The question of whether depletion of glutathione (GSH) could affect the synthesis of stress proteins was investigated in Hep G2 cells. Cells were exposed to BSO/DEM at 37 degrees C to deplete glutathione. When 95% of the glutathione was depleted cells were washed, and BSO was added to cells previously exposed to BSO/DEM; then the cells were incubated at 37, 38.5, or 39 degrees C for 4 h. Two-dimensional PAGE analysis of GSH-depleted cells incubated at 37 degrees C indicated increased synthesis of heme oxygenase and a polypeptide tentatively identified as hsp-70B'. Depletion of GSH did not affect the cellular concentration of hsp-70 as assessed by Western immunoblotting, yet Northern blot analysis indicated that hsp-70 mRNA was increased in GSH-depleted cells. Incubation of GSH-replete cells at 38.5 degrees C did not appear to enhance the amount of hsp-70 mRNA or the relative rate of hsp-70 synthesis.

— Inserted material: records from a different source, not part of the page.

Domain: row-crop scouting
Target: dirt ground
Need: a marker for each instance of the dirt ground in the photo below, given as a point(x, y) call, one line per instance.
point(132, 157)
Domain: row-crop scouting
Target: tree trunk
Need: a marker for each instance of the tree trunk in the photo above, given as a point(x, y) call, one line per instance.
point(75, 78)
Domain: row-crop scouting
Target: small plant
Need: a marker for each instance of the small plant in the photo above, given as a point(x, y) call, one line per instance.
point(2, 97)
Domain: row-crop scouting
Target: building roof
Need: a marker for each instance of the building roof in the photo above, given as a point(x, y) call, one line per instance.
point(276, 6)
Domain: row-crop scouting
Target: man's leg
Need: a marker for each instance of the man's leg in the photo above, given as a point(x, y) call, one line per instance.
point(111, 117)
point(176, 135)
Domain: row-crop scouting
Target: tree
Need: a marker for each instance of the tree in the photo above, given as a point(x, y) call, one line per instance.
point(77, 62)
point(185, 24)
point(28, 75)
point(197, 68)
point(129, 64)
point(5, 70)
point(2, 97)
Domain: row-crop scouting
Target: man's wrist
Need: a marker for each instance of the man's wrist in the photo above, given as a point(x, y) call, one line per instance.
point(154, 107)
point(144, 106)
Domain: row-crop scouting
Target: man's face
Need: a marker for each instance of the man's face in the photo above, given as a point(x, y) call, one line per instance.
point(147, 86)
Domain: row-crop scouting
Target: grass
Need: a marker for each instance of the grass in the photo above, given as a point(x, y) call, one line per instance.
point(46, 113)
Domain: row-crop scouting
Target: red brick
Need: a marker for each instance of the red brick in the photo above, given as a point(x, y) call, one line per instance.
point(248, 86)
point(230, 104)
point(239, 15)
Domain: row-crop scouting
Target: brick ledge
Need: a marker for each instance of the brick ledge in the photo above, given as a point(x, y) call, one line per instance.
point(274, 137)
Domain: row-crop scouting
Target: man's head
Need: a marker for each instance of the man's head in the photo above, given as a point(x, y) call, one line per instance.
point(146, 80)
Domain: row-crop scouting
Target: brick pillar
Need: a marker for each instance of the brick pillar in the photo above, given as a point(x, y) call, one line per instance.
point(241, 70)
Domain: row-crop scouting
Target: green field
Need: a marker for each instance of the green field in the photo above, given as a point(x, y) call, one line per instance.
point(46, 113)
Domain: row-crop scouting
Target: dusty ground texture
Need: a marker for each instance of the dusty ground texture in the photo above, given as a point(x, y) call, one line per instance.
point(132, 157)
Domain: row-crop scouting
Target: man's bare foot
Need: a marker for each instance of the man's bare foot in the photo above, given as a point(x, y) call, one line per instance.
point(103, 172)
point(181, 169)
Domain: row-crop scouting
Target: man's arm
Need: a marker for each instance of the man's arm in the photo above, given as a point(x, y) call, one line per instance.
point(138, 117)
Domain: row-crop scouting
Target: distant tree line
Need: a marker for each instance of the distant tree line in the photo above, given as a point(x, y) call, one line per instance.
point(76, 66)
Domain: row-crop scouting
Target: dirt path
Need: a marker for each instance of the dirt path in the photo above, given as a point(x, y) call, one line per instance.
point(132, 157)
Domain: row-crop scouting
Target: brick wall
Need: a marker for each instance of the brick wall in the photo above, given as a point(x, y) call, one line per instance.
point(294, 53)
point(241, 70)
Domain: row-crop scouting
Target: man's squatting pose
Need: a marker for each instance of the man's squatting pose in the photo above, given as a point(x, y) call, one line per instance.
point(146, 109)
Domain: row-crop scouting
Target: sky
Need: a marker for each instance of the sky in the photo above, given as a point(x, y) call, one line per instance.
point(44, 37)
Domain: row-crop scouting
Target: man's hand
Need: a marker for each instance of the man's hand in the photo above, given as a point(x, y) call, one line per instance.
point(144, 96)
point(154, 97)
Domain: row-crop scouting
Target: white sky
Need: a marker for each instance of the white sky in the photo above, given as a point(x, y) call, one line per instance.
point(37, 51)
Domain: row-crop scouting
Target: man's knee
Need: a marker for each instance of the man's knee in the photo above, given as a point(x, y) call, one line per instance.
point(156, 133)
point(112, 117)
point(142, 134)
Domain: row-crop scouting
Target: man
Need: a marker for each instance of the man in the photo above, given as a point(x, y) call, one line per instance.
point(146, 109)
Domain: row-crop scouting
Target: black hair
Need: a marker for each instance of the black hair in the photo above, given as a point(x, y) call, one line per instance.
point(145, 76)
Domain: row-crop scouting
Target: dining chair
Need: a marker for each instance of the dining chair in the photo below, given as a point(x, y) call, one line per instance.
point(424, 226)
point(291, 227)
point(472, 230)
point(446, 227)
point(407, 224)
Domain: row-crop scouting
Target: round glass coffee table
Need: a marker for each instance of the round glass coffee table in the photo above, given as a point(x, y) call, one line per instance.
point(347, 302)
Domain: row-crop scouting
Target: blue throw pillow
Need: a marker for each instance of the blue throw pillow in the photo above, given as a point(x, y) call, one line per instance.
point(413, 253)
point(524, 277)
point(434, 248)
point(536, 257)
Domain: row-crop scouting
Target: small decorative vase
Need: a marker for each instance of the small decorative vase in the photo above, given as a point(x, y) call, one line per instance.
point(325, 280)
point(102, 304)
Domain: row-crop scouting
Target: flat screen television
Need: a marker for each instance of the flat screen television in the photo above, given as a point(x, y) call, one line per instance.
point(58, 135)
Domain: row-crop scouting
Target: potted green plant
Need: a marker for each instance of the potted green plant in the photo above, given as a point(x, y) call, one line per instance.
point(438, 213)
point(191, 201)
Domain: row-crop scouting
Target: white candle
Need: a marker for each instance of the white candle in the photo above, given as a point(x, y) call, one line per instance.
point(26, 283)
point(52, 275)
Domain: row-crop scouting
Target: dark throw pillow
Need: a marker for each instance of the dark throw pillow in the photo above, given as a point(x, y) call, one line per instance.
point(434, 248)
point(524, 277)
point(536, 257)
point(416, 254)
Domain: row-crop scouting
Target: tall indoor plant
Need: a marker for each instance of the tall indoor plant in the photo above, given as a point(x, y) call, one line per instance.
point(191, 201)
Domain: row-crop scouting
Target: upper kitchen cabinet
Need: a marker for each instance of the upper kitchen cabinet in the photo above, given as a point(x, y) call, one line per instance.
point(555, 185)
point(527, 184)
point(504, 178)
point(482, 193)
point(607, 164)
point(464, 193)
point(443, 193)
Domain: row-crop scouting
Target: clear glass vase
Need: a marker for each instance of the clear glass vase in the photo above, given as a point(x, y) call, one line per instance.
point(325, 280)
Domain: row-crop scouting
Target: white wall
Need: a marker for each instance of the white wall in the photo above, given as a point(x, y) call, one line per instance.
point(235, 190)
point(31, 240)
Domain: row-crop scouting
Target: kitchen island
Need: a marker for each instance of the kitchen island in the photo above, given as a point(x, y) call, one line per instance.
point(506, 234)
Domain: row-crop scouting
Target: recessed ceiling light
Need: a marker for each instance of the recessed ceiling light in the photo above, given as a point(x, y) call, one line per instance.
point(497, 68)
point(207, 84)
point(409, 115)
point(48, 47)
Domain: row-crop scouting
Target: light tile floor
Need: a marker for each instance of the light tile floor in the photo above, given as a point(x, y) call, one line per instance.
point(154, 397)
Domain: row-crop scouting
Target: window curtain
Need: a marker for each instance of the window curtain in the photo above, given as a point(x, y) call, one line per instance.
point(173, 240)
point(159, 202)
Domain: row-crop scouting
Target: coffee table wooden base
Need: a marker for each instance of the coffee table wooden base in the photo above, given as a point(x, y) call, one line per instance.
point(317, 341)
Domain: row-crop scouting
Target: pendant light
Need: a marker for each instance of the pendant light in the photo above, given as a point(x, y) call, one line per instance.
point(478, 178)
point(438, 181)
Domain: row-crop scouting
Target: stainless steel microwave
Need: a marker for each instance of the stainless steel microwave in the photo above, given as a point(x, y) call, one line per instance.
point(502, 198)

In contrast, incubation of GSH-depleted cells at 38.5 degrees C elevated steady-state hsp-70 mRNA levels and the rate of hsp-70 synthesis relative to total protein synthesis. Depletion of GSH also increased the relative rate of hsp-70 synthesis at 39 degrees C. These results suggest that the synthesis of stress proteins can be affected by glutathione concentrations.